ゲノム編集技術「CRISPR/Cas9」による治療はガンのリスクを高める可能性があると研究者が指摘
ゲノム編集技術のCRISPR/Cas9は、遺伝性疾患の安全な治療の実現が期待されています。しかし、カロリンスカ研究所のバーンハード・シュミアー氏らの研究チームによると、CRISPR/Cas9を使ったゲノム編集にはガンの発症リスクを高めてしまう可能性があるとのことです。

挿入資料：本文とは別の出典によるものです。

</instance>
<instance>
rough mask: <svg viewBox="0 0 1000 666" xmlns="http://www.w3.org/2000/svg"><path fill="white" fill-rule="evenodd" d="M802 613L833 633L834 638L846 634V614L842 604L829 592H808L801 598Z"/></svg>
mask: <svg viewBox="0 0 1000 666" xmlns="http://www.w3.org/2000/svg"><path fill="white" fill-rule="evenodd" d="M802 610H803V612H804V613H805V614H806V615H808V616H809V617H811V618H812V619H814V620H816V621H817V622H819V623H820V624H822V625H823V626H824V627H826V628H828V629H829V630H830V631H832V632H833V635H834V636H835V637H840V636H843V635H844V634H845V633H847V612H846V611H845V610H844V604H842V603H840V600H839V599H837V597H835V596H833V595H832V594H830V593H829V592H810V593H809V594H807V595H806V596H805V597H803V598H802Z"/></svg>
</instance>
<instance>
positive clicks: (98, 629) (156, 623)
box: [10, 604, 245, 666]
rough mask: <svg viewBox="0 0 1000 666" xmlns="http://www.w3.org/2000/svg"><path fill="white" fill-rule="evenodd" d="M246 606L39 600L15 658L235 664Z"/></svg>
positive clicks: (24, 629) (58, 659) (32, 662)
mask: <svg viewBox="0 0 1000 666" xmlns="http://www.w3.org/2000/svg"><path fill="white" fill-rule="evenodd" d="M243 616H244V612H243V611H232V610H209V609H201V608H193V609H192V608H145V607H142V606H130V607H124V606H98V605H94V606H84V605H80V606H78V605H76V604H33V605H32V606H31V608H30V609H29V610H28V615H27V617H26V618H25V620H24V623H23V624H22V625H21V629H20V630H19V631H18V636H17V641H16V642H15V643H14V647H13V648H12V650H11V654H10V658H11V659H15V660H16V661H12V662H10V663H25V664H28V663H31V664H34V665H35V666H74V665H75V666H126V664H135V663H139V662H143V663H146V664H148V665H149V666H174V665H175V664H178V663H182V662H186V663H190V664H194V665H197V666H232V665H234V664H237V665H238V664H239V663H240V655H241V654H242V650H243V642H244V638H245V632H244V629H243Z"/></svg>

CRISPR–Cas9 genome editing induces a p53-mediated DNA damage response | Nature Medicine
https://www.nature.com/articles/s41591-018-0049-z
Genome-editing tool could increase cancer risk | News | News | Karolinska Institutet
https://ki.se/en/news/genome-editing-tool-could-increase-cancer-risk
CRISPR/Cas9は事前にプログラミングしておくことで、ゲノム上の正確な場所に移動させることができ、移動した位置にあるDNAを切断することができます。この技術によりDNAの不良部分を修正することが可能とされており、2018年現在ではアメリカや中国において、がんの治療に実際に使用できるか、臨床試験が行われています。
カロリンスカ研究所のシュミアー氏らの研究チームは、CRISPR/Cas9の治療効果をさらに高めるための研究を行っており、ヒト細胞にCRISPR/Cas9を使用した実験を行っています。
研究チームは、CRISPR/Cas9がヒト細胞のDNAを切断する時に細胞の成長を制御するp53遺伝子が活性化することを確認。また、このp53遺伝子が活性化するとCRISPR/Cas9によるゲノム編集の効率が下がってしまうことも確認しました。
研究チームはこの実験から、CRISPR/Cas9の治療効果を高めるにはp53遺伝子の働きを抑制する必要があることを示しています。しかし、p53遺伝子の活動を抑制すると、DNA切断後の細胞の成長を制御できなくなることにつながるため、最終的にこの細胞がガンの原因になってしまうリスクがあることも研究チームが指摘しています。
シュミアー氏は「CRISPR/Cas9は驚くほど効果的な治療を行える可能性を持っています。しかし、他の治療法と同様に副作用の存在も認識する必要があります」と語り、CRISPR/Cas9の可能性を認めながらもリスクの存在を指摘しています。このため、シュミアー氏は「CRISPR/Cas9による治療の安全性を高めるには、p53遺伝子のメカニズムを正しく理解することが重要です」と述べています。